Indeed, Cubelli believes that the squad's togetherness stems from their amateur heritage and is a key factor in their march into the last four. Of the team that started the quarterfinal win over Ireland in Cardiff, 11 had played for Pampas XV, a development side that competes in regional competitions, and until 2014 played in South Africa's Vodacom Cup.
"We are lucky to have very good rugby players, but we are even more lucky to have friends," he said. "It maybe comes with the way we are educated in our clubs in Argentina.

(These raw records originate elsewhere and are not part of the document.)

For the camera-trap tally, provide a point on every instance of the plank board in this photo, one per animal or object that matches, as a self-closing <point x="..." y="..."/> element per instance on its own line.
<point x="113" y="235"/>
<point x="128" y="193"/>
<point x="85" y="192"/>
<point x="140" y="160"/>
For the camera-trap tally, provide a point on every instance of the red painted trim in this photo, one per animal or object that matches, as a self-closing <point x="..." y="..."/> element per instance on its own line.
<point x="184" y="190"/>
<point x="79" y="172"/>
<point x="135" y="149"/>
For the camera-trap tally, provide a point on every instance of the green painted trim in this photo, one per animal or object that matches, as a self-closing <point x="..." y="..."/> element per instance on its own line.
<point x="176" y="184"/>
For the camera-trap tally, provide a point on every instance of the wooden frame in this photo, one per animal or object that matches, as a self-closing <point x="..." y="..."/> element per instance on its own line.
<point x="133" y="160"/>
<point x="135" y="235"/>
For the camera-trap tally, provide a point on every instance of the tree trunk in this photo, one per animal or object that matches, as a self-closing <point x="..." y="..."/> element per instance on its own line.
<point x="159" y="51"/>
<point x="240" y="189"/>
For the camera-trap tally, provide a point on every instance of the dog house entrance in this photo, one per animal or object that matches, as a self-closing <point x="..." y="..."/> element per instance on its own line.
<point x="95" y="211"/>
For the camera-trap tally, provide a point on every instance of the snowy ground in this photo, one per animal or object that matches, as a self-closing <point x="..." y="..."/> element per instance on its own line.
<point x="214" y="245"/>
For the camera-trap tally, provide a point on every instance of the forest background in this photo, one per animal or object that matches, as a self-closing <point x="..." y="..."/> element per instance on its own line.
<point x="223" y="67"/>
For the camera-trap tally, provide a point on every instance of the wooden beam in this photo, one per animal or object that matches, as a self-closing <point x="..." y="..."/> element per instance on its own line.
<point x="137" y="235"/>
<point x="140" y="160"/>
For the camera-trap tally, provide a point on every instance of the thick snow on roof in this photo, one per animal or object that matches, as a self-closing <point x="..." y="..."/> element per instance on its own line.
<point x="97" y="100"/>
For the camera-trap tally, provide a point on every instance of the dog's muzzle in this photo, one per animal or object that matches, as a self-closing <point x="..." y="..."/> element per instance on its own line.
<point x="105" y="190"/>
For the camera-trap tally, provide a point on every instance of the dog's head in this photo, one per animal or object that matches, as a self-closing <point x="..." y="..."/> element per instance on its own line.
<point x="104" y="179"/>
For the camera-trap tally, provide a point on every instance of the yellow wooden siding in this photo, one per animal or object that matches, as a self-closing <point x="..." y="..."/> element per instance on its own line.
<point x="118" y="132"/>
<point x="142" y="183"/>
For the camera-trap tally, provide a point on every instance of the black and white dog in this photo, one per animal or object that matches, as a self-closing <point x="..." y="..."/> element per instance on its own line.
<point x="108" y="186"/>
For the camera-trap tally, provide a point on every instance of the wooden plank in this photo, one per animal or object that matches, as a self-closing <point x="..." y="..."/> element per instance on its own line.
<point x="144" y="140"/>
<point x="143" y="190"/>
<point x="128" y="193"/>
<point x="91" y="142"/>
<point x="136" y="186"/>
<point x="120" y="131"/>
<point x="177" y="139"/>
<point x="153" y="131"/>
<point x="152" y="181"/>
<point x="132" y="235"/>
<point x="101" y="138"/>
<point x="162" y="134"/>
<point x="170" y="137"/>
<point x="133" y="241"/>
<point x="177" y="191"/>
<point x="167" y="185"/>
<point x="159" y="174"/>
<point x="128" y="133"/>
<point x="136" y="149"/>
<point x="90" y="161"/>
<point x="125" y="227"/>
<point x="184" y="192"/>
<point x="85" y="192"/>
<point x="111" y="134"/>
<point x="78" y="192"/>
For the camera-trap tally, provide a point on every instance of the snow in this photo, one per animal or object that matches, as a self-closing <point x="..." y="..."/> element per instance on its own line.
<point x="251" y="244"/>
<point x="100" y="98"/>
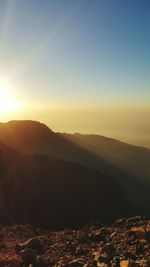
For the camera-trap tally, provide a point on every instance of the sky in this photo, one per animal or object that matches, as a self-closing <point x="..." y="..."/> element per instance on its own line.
<point x="77" y="65"/>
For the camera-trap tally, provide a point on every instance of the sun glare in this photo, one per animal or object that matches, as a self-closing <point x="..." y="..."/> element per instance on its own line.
<point x="8" y="103"/>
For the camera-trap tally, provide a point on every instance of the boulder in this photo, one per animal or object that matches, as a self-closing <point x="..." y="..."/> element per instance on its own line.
<point x="29" y="256"/>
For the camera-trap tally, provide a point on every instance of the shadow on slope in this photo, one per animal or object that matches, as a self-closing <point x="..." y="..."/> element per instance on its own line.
<point x="53" y="193"/>
<point x="129" y="165"/>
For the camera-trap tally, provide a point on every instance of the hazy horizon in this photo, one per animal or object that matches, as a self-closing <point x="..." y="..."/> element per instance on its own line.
<point x="77" y="66"/>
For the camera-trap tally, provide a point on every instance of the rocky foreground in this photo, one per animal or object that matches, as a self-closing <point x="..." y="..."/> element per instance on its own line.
<point x="125" y="243"/>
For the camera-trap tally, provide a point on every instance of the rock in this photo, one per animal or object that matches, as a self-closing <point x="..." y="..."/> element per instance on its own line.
<point x="119" y="223"/>
<point x="124" y="263"/>
<point x="128" y="263"/>
<point x="104" y="258"/>
<point x="96" y="255"/>
<point x="28" y="255"/>
<point x="139" y="232"/>
<point x="34" y="243"/>
<point x="82" y="235"/>
<point x="76" y="263"/>
<point x="144" y="263"/>
<point x="108" y="248"/>
<point x="101" y="264"/>
<point x="98" y="235"/>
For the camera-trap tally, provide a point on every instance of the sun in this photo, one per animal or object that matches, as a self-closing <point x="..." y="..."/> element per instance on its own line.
<point x="8" y="103"/>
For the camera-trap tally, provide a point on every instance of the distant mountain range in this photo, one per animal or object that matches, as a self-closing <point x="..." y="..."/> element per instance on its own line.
<point x="127" y="165"/>
<point x="53" y="193"/>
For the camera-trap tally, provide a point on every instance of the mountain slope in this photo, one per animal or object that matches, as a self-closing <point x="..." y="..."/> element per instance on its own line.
<point x="53" y="193"/>
<point x="129" y="165"/>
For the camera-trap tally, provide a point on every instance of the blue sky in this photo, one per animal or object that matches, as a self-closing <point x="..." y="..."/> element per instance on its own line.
<point x="91" y="56"/>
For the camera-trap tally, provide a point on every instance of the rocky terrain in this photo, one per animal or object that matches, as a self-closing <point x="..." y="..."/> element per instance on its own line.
<point x="128" y="165"/>
<point x="125" y="243"/>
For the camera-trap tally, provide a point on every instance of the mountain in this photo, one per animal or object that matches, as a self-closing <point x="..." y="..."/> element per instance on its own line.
<point x="129" y="165"/>
<point x="125" y="243"/>
<point x="53" y="193"/>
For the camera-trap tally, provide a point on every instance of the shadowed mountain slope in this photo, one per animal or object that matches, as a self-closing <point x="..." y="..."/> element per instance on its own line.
<point x="53" y="193"/>
<point x="128" y="164"/>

"Rugby in Argentina is amateur. First of all in most of the clubs you are educated as a good person, a good teammate and afterwards as a good player because sometimes we don't have the structures and the coaches that are studying the game too much.
"We don't have too many resources but the human resource is the thing we have and we have to do it good because if we don't have that we can't compete."
Argentina have definitely made the most of their resources in England, playing some scintillating rugby that has yielded 26 tries on their way to the last four. Their free-flowing attacking style has been honed since their admission to the Rugby Championship in 2012 and marks a sea-change from how previous Pumas sides set up.
Cubelli added: "I think it's very important to play without fear. It's very difficult to achieve it in a national team where there's a lot of pressure. But I think we could work (on) it during the Rugby Championship when we were playing the best teams in the world and we still tried to play as their equal and to have an ambitious rugby intention."
With the Wallabies boasting a similarly attacking outlook, Sunday's second World Cup semifinal promises to be a mouthwatering affair.